Ningún agente de cualquier organismo de seguridad sabe qué consecuencias
tendrán sus actos. Puede ser castigado tanto por actuar como por no hacerlo y hasta puede ser premiado si actúa en connivencia con el crimen y exonerado si hace respetar la Ley. En
cambio, cualquier criminal sabe que es sencillo quedar impune si pertenece a
algún grupo organizado.
Algunos publican notas como esta http://www.perfil.com/columnistas/autoridad.phtml
o esta https://www.infobae.com/politica/2017/12/17/un-problema-serio-llamado-patricia-bullrich/, cuestionando la acción del gobierno en la refriega. ¿Acaso había manera de
actuar bien? ¿Qué estaríamos diciendo si se les hubiese permitido a los
sediciosos tomar la calle?
Resulta gracioso como algunos
creen que deben reprimirse los delitos. Les preocupa la
"desproporcionalidad" como si no fuera obvio que cualquier fuerza del
orden que cumple su deber de hacer cumplir la Ley debe contar con recursos
desproporcionados respecto de los de los delincuentes, precisamente para
minimizar los daños, porque son delincuentes pero no tontos como para dar
batallas que no tienen cómo ganar. Y esa desproporcionalidad de recursos
incluye al poder judicial, que debe actuar en forma rápida y expeditiva.

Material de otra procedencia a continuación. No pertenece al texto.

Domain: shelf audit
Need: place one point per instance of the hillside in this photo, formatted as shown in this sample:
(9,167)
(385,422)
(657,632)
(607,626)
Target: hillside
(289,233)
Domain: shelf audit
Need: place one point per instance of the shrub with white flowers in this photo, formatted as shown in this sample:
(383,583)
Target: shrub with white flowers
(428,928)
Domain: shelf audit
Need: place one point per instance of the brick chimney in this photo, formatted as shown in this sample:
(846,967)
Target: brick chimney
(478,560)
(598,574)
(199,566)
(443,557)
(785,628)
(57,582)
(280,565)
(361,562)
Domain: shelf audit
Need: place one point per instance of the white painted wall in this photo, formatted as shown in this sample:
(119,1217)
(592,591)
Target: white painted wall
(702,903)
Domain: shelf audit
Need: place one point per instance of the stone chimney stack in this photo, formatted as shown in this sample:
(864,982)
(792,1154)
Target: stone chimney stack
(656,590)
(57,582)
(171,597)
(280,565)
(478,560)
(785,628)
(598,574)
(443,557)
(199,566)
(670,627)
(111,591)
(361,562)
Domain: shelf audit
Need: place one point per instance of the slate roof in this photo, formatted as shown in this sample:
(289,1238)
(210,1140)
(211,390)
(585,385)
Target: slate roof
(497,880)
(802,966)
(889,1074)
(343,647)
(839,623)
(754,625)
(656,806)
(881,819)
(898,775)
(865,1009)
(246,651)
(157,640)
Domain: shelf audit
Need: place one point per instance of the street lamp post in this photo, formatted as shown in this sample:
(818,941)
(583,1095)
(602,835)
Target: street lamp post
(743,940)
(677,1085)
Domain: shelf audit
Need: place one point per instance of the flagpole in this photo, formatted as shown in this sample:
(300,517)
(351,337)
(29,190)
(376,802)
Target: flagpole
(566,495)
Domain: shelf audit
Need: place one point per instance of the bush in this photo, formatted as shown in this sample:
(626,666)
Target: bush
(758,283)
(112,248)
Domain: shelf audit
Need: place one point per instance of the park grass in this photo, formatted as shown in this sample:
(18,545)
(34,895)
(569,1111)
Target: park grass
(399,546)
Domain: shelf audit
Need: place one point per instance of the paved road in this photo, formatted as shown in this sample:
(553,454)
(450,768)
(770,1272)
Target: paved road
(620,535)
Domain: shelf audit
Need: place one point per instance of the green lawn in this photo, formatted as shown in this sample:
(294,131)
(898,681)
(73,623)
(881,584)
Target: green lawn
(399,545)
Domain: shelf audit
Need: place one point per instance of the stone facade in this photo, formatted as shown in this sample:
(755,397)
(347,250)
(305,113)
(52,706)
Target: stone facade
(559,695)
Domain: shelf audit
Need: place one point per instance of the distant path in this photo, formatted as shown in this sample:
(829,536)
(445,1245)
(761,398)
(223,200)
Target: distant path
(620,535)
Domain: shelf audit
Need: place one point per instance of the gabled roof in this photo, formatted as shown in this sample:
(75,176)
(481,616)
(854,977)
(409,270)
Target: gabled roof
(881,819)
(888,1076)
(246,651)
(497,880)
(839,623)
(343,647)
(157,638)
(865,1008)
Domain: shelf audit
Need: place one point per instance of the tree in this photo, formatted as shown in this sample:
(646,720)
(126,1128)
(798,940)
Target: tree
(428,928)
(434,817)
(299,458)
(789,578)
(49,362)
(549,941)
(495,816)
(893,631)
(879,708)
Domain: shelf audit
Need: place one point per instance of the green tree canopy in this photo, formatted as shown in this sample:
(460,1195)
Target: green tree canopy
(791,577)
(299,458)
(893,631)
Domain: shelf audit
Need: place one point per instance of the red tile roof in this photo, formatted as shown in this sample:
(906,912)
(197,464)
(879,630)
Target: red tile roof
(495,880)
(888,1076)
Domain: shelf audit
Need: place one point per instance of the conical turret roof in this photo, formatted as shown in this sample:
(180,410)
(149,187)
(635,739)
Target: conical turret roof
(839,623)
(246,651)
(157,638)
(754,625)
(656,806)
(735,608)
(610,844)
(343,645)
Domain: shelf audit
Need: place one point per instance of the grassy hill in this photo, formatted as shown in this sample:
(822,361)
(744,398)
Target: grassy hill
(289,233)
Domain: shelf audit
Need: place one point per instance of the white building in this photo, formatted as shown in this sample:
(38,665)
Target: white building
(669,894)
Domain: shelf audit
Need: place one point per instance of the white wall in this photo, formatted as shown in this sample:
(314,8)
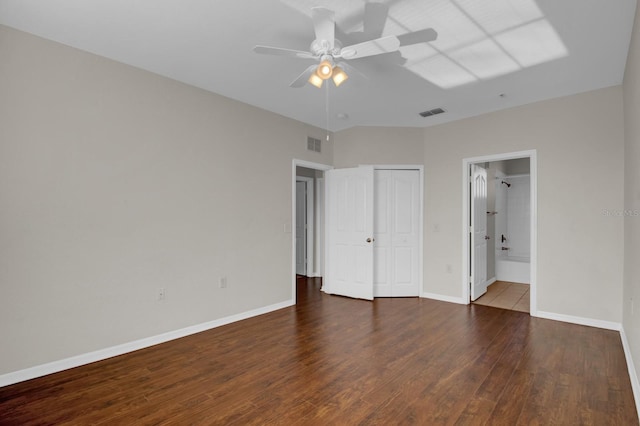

Pero el problema con la represión
de los delitos no está en las fuerzas de seguridad sino en que sin Ley no se
sabe lo que es delito. Pese a contar con el monopolio de la fuerza el estado
argentino ha perdido la autoridad moral para imponer el orden. El relativismo
moral impuesto en décadas de populismo ha eliminado de cuajo el principio
fundamental de igualdad ante la ley.
Por eso, en los países donde la
diferencia es clara, el orden es claro y todos saben lo que se puede y lo que
no se puede hacer.
La Argentina, a mi modesto
entender, está muy lejos de eso.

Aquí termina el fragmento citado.